Bukan lautan hanya kolam susu
Kail dan jala
cukup menghidupmu
Tiada badai
tiada topan kau temui
Ikan dan udang
menghampiri dirimu
Orang bilang
tanah kita tanah surga
Tongkat kayu dan
batu jadi tanaman
Orang bilang
tanah kita tanah surga
Tongkah kayu dan
batu jadi tanaman
Tentu kita masih
ingat lirik lagu tersebut, lagu dengan judul Kolam Susu yang dibawakan oleh
Koes Plus. Sebuah lagu yang menggambarkan kebanggaan yang begitu besar menjadi
anak bangsa Indonesia, kehebatan bumi pertiwi Indonesia, dan nasionalisme yang
begitu membuncah.
Sejarah telah
mencatat dengan tinta emasnya bagaimana nasionalisme putra bangsa dari Sabang
sampai Meuroke saling bahu membahu dalam sebuah ikatan energi dengan tekad yang
sama, dengan kepentingan yang sama, dengan tujuan yang sama demi kebebasan
bangsa dan tanah air.
Sudah 68 tahun
lebih Indonesia merdeka. Merdeka dari penjajahan konvensional dan merdeka dari
kepentingan asing konvensional. Tapi hari ini rakyat Indonesia masih dijajah
secara modern oleh bangsa asing dan bangsanya sendiri.
Kini putra
bangsa tidak lagi berada dalam satu ikatan energi, tidak lagi dalam satu tekad
dan kepentingan yang sama, yang ada adalah kepentingan pribadi dan kelompoknya
yang dikemas begitu indah dengan bahasa “Kepentingan Rakyat”
Media (televisi,
surat kabar, media online, dll lainnya) yang hari ini seharusnya menjadi corong
kebenaran bagi rakyat, mercu suar atas kepentingan rakyat justru telah dinodai
oleh kepentingan pribadi dan kelompoknya.
Fakta yang sulit
dibantahkan yang terpampang jelas di depan mata kita adalah bagaimana para
pemilik media telah menjadi pengurus partai politik.
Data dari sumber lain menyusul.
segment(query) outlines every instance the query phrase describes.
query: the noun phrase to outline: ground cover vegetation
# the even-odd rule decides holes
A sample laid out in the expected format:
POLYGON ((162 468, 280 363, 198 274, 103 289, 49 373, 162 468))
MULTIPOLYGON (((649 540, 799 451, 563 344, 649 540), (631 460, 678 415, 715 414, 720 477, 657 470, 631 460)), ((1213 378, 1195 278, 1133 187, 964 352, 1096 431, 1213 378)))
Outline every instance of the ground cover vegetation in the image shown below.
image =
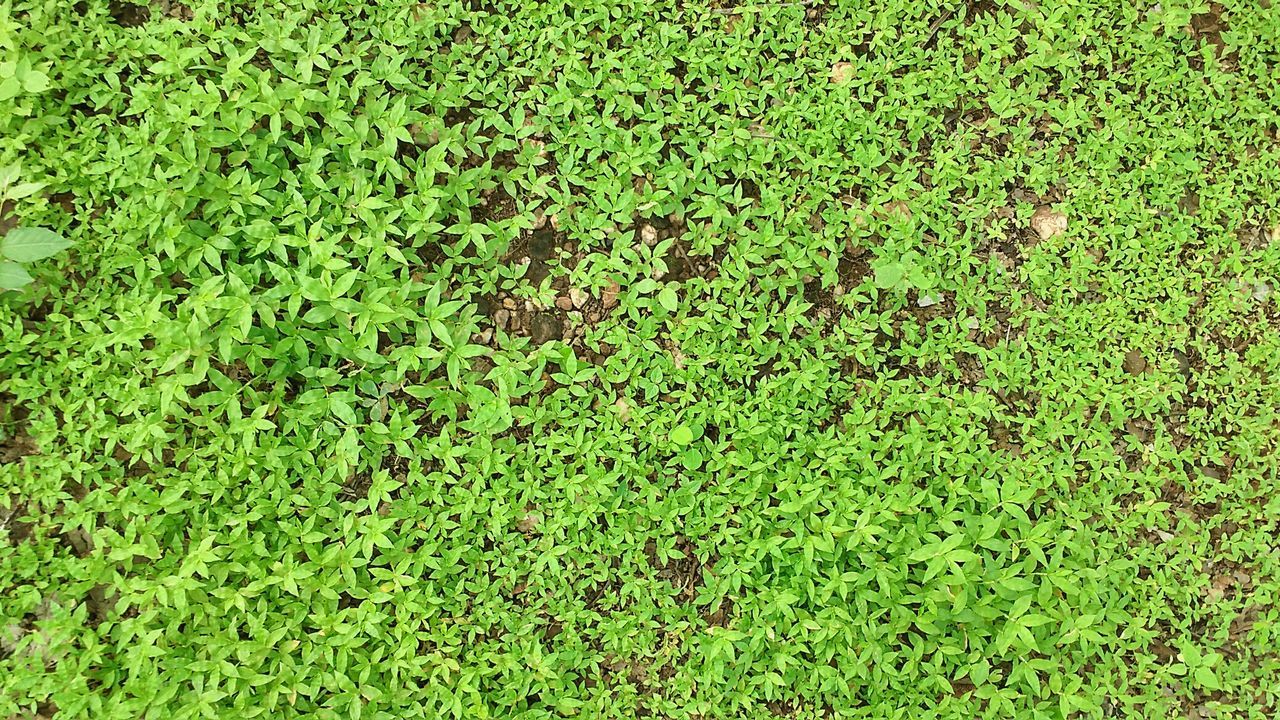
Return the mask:
POLYGON ((0 49, 0 716, 1280 712, 1270 1, 0 49))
Ada yang menjadi ketua
umum, ada yang menjadi ketua dewan pertimbangan, dan lain sebagainya. Adakah
independensi lagi dari berita yang ditampilkan oleh media tersebut..??
Yang ada adalah
media tersebut akan terus berlomba menampilkan kebaikan partai “Juragannya” dan
menghantam habis-habisan lawan partai politiknya.
Hari ini opini
masyarakat telah dibentuk oleh berita-berita dari media yang bermuka dua.
Sebagai contoh nyata kita melihat bagaimana media memberitakan kasus hukum yang
menimpa lawan politik dari pemilik media tersebut sampai berhari-hari bahkan
dalam kategori Headline dan disiarkan berulang-ulang.
Terlepas berita
yang disajikan tersebut benar atau salah. Keputusan hakim dan pengadilan yang
memiliki kekuatan hukum tetap tidak lagi menjadi penting karena tatkala media
telah memvonis seseorang bersalah maka publik telah men-cap-nya sebagai orang
yang kotor dan bersalah.
Adakah media
independen hari..?? yang benar-benar tanpa memihak..?? mungkin akan sulit untuk
menemukannya. Publik harus lebih cerdas dalam menerima setiap informasi yang
diramu oleh media. Sehingga energi kita tidak habis hanya untuk saling
menyalahkan dan menghujat.
Mari satukan
energi dan potensi demi pembangunan Indonesia.